Italian mayor accused of skipping tendering process to favour co-ops

Prosecutors claim the mayor of Riace, Domenico Lucano, also awarded two social co-ops a waste collection contract without a call for tenders

A mayor in Italy has been arrested for allegedly encouraging illegal immigration.

Domenico Lucano, who has been mayor of Riace, in Calabria, since 2002, is accused of arranging marriages of convenience between Italian citizens and asylum seekers. Allegations are based on a phone call conversation intercepted by police, in which Mr Lucano allegedly suggests marriage to solve a woman’s immigration issues.

Prosecutors also claim that the mayor awarded two social co-operatives a waste collection contract without a call for tenders. The co-ops – Eco-Riace and L’Arcobaleno – provide jobs for migrants.

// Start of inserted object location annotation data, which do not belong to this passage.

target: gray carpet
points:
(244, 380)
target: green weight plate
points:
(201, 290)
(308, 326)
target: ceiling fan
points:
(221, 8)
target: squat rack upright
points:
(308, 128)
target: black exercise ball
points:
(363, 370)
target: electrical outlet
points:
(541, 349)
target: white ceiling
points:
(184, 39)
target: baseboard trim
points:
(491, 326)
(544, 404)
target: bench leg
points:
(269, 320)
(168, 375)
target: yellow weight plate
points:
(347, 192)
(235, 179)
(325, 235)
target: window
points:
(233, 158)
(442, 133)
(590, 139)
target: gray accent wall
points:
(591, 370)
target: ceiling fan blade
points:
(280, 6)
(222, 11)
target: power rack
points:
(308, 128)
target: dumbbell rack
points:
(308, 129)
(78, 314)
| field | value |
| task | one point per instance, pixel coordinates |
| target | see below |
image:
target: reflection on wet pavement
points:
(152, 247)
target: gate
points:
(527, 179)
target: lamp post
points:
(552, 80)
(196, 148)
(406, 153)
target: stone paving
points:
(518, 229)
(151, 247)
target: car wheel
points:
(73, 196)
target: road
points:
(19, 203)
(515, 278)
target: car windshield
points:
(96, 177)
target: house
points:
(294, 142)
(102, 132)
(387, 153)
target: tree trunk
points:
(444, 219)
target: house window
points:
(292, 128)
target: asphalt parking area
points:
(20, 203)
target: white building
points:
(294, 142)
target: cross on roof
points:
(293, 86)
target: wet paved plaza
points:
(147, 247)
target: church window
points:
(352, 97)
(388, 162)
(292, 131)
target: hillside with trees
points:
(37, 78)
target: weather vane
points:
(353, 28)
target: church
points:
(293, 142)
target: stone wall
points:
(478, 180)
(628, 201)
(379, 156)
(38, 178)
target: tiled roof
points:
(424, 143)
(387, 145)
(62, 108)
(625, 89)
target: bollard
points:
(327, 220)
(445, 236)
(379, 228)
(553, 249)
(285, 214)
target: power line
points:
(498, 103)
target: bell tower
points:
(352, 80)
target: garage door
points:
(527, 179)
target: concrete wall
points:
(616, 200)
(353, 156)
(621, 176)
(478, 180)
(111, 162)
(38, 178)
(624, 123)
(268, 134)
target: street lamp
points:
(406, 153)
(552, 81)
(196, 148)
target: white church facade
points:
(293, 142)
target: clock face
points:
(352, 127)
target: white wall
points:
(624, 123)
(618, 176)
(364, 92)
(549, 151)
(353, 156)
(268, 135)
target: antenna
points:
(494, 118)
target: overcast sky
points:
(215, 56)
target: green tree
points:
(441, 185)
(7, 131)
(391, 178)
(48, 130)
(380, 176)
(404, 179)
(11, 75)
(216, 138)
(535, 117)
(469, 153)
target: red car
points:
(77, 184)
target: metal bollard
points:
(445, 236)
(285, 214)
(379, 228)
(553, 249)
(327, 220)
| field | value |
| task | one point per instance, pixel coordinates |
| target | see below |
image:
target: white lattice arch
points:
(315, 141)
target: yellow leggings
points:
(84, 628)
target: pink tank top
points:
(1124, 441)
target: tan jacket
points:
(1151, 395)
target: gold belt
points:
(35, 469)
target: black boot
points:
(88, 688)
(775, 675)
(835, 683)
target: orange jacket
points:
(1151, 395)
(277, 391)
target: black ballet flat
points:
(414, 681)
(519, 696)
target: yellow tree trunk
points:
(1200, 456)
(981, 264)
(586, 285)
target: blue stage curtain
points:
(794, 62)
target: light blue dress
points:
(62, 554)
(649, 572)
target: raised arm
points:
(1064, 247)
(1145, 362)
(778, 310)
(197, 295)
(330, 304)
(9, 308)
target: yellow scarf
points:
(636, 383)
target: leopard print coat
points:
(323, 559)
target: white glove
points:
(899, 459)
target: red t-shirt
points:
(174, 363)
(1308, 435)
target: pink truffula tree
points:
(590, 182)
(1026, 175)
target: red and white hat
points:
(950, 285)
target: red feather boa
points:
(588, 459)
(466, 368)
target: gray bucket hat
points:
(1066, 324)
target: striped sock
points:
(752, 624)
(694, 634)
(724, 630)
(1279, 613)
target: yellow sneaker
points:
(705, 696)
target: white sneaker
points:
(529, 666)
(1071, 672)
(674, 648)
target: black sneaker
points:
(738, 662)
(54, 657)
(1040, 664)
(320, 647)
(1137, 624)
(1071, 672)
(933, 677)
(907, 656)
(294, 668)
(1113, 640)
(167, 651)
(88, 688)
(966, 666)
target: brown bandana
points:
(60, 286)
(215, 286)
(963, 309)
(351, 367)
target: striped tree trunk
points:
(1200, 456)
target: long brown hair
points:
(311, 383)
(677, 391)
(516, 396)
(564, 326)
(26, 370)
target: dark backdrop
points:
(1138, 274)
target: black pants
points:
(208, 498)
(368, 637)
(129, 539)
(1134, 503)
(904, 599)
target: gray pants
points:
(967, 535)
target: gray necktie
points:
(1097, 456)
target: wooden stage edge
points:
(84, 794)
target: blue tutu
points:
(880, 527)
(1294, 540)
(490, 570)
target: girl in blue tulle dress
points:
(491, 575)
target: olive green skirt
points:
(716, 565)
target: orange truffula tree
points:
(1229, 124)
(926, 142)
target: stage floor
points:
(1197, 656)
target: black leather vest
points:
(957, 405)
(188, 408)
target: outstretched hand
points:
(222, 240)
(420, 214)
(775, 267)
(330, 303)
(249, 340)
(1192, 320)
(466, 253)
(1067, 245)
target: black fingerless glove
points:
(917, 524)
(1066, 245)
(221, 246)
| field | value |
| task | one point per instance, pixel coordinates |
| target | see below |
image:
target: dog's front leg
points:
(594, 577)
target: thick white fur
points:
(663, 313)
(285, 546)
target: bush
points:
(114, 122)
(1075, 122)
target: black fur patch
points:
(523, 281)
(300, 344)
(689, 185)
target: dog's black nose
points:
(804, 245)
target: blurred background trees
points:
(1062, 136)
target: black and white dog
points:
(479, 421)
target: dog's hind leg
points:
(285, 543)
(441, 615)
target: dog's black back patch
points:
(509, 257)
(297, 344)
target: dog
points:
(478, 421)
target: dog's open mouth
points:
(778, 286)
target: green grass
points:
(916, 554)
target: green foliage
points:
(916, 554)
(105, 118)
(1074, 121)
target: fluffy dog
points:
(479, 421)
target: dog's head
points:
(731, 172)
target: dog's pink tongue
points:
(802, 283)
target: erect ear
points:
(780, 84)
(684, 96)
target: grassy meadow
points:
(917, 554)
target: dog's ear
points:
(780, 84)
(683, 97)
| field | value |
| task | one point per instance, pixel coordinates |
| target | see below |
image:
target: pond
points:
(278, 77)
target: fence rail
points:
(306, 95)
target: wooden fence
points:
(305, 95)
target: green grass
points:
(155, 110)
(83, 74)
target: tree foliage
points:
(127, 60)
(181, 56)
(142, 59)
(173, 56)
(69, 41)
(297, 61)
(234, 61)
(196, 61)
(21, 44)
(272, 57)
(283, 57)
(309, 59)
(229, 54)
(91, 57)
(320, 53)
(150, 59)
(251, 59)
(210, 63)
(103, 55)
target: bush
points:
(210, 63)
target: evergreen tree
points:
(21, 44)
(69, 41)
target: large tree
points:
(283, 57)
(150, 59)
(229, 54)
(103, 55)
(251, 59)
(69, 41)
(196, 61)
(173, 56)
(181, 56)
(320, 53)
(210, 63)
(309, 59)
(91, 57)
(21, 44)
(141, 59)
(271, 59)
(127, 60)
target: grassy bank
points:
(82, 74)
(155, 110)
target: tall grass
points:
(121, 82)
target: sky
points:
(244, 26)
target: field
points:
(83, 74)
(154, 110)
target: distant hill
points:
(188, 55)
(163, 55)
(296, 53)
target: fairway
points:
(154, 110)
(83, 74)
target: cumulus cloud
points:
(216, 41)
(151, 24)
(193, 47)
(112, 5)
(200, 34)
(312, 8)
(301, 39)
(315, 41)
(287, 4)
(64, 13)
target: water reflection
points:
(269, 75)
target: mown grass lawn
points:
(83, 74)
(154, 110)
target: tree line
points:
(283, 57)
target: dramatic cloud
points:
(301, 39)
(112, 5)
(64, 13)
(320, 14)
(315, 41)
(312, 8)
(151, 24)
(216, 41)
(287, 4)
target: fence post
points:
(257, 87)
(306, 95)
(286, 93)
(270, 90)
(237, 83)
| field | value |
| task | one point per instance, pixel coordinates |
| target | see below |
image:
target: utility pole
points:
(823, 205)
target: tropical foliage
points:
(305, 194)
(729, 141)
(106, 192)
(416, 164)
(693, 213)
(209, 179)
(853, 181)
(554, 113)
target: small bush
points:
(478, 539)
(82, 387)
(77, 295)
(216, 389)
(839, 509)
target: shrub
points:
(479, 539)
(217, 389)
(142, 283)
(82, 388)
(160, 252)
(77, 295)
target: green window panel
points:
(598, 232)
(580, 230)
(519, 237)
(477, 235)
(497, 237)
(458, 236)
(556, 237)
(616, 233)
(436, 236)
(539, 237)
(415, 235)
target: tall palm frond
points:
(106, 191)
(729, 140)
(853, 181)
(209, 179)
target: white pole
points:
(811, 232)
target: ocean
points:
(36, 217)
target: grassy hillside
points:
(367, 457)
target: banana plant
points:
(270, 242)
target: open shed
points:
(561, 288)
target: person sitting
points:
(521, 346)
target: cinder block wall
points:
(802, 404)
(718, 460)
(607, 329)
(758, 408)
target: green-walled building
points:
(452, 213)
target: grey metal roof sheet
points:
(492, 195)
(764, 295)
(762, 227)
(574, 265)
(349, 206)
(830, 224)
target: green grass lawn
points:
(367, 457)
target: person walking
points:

Mr Lucano, a former teacher and a human rights activist since the early 1990s, has spent the last fortnight under house arrest. On 17 October a court order banished him from the town. His partner, Tesfahun Lemlem, has also been charged while her residency has been blocked.

The mayor has been running an integration programme that first started under a different government in 1998, which has helped to regenerate the economy of the rural town. Through the project, local people were able to secure jobs as translators, cultural mediators and teachers, while migrants received support to integrate into the local community. Migrants and locals also worked together in artisan shops.

Funding for the project stopped in 2016 and Mr Lucano has been protesting ever since. In August, he went on a hunger strike to show his opposition to the lack of funding for the scheme.

The project led to him being featured on Fortune magazine’s world’s 50 greatest leaders in 2016.

The magistrate investigating the case, Locri Domenico Croce, rejected seven of the nine charges against the mayor, including those of fraud, abuse of office, embezzlement, forgery and corruption. He argued that witnesses were unreliable and the mayor had not profited financially from the deal. However, he stated that resources had not been administered in a transparent manner.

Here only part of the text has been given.